In addition, I am using incrementing the Transaction::useCount when the transaction is assigned to a Statement object, and decrementing it when that object is destroyed.  Then at the bottom of Transaction::commit, where unused Transactions are destroyed, I don't allow the transaction to be destroyed until the useCount gets back down to 1.  In this way, the Transaction is not destroyed while there are any other references to it, at least from a Statement object.
[30 Apr 2007 10:20] Hakan Küçükyılmaz
Passes now with random seed of 909, too.

Best regards,

Hakan
[30 Apr 2007 10:25] Hakan Küçükyılmaz
Passes now with random seed of 909, too.

Best regards,

Hakan
[30 Apr 2007 14:08] MC Brown
A note has been added to the 6.0.0 changelog.
[2 May 2007 10:05] Hakan Küçükyılmaz
Peter,

I followed your advise and run the your initial test. It does not crash the server anymore but it get's slower and slower:

+-------+-------------------------------------------------------------------------+
| v     | @x                                                                      |
+-------+-------------------------------------------------------------------------+
| 38650 | update tq set s1 = repeat(0x2395,291), s0=38650, s2 = repeat(0xB9,7458) |
+-------+-------------------------------------------------------------------------+
1 row in set (1 day 1 hour 9 min 59.74 sec)
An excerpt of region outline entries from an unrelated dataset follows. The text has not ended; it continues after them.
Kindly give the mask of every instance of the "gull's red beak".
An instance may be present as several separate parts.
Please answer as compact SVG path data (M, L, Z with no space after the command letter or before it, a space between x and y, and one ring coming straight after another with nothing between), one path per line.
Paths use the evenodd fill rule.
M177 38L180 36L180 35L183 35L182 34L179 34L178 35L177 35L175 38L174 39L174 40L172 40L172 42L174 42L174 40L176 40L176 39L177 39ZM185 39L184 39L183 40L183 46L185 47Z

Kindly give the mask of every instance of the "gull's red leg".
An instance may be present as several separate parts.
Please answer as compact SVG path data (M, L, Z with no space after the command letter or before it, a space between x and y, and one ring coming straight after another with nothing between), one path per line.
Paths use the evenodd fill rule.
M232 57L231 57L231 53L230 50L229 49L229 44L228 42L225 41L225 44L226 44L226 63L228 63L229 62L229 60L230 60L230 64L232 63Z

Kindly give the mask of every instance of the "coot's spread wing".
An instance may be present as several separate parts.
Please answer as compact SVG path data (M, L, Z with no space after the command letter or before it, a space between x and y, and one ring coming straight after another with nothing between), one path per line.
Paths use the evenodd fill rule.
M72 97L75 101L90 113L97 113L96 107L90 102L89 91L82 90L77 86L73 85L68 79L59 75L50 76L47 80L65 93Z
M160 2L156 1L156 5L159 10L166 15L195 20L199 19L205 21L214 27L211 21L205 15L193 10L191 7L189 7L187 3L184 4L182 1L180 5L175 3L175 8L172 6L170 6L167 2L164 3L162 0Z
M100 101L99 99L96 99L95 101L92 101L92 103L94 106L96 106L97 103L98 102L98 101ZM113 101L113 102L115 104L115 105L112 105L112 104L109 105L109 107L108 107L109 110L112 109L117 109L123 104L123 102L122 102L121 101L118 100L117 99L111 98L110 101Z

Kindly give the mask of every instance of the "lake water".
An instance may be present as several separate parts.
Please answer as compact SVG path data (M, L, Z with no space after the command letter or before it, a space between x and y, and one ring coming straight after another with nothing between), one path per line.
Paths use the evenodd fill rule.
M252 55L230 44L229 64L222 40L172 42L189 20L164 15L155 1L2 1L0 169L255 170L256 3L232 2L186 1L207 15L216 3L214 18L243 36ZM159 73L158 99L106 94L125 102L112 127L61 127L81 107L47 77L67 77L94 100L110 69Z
+-------+-------------------------------------------------------------------------+
| v     | @x                                                                      |
+-------+-------------------------------------------------------------------------+
| 38651 | update tq set s1 = repeat(0x15C6,549), s0=38651, s2 = repeat(0x13,7264) |
+-------+-------------------------------------------------------------------------+
1 row in set (1 day 1 hour 10 min 4.20 sec)

+-------+------------------------------------------------------------------------+
| v     | @x                                                                     |
+-------+------------------------------------------------------------------------+
| 38652 | update tq set s1 = repeat(0xFEC,858), s0=38652, s2 = repeat(0x12,7768) |
+-------+------------------------------------------------------------------------+
1 row in set (1 day 1 hour 10 min 8.67 sec)

+-------+------------------------------------------------------------------------+
| v     | @x                                                                     |
+-------+------------------------------------------------------------------------+
| 38653 | update tq set s1 = repeat(0x1A48,33), s0=38653, s2 = repeat(0x25,6356) |
+-------+------------------------------------------------------------------------+
Segmentation fault

After one day mysql client crashed.

If you think the performance or the client crash is a bug, feel free to open a new bug about it.

Best regards,

Hakan
[2 May 2007 18:59] Peter Gulutzan
I now encounter a 'recovery failure' problem using this procedure.

How to repeat:

Create procedure and call it as originally described.
Let it run for at least 5 seconds.

Elsewhere, find out the mysqld process number and kill it, e.g.
"
linux:/home/pgulutzan # ps -A | grep mysqld
12471 pts/1    00:00:02 mysqld
linux:/home/pgulutzan # kill -9 12471
"

Restart mysqld.

Restart mysql client. Say 'use (databasename)' and/or 'select * from tq;'.

I tried that 3 times, and got a crash 3 times.

There are already bugs about recovery failure, e.g. Bug#25017,
but I like this example because I think/hope it will be easy to reproduce.
[9 May 2007 16:44] Kevin Lewis
This bug has been fixed, mutated, and re-opened so many times I don't knwo what the problem is.  There seems to be a complaint about a performance problem and a recovery issue.  Please open individual bugs for each issue.
[20 May 2007 5:17] MC Brown
Already documented in the 6.0.0 changelog.